Why bother with research?
If you’re building something without any research, you’re likely working from a lot of assumptions. And we know what they say about assumption being the mother of all fu$%…. Assumptions are insulting to people. They mean you didn’t bother to try and learn the truth. Instead, we believe you should replace assumption with insight. Understand the context of customer interactions. Build mental models of how they see the world. Identify the real problems they need solving. When you embed wrong assumptions in a design, you can alienate people before they have a chance to hear what you have to offer. You want to welcome your intended users instead of pushing them away. Research is how we do this. Using different types of research, we can discover what truly matters to people.

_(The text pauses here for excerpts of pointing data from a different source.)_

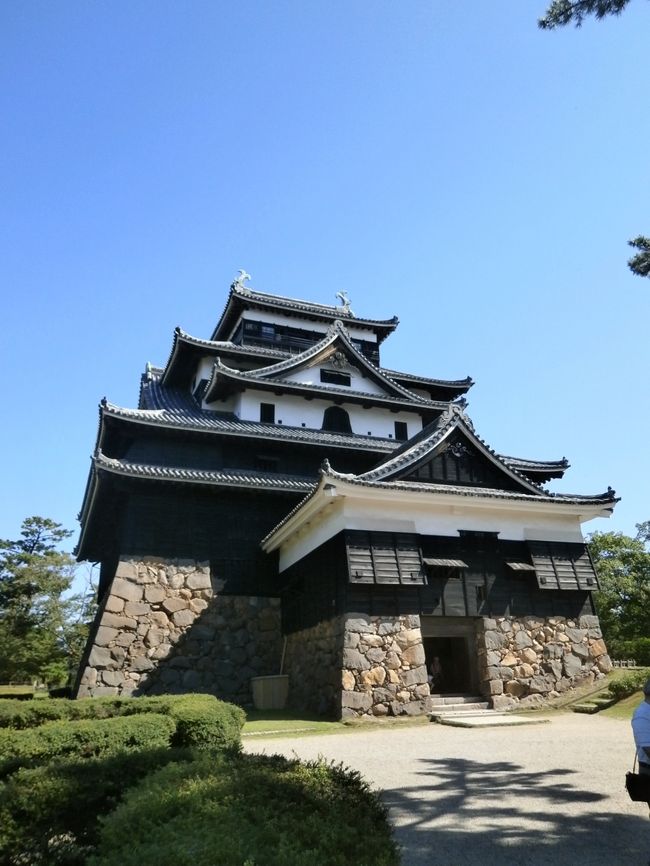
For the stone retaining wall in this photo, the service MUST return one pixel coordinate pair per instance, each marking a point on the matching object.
(528, 659)
(313, 662)
(384, 671)
(163, 629)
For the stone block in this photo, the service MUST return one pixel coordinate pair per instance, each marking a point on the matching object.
(136, 608)
(154, 594)
(128, 569)
(198, 580)
(121, 623)
(173, 604)
(183, 618)
(581, 650)
(100, 657)
(502, 703)
(523, 671)
(104, 691)
(514, 688)
(360, 701)
(572, 665)
(414, 655)
(359, 624)
(142, 663)
(539, 685)
(408, 637)
(494, 640)
(374, 677)
(105, 635)
(126, 589)
(390, 627)
(355, 660)
(535, 700)
(597, 648)
(114, 604)
(371, 640)
(351, 639)
(415, 676)
(576, 635)
(89, 677)
(604, 664)
(113, 678)
(522, 640)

How does this improve conversion?
To turn a visitor into a customer, you have provide a service to your users that is more attractive to them than your competitors. The better you know your customers, the better you can offer them services they need or will value. Once you understand where you services aren’t meeting your customers’ needs, you can design ways to improve your business offering. With the right research, you’ll have a stronger basis for decision making across the board.
The easier you make life for your customers, the better you’ll do as a business. This research is the crucial first step in designing your way to higher conversion.
Can I optimize my site without research?
Design research is a way to improve the chance that you start your experiments with a valid hypothesis, if you don’t yet know enough about your customer. The more you know, the faster you can design and build your way to growth. While research isn’t essential, it’s an effective way to improve your chances of success.
Data analysis, and gut instinct from experience can also lead to useful optimization experiments too. Ideally, you combine all your sources of information to create a strong grounding of where to start your experimentation.
And remember, neither research or data will ever get you a perfect answer, but they gets you closer to the truth than just using your opinion and guesswork.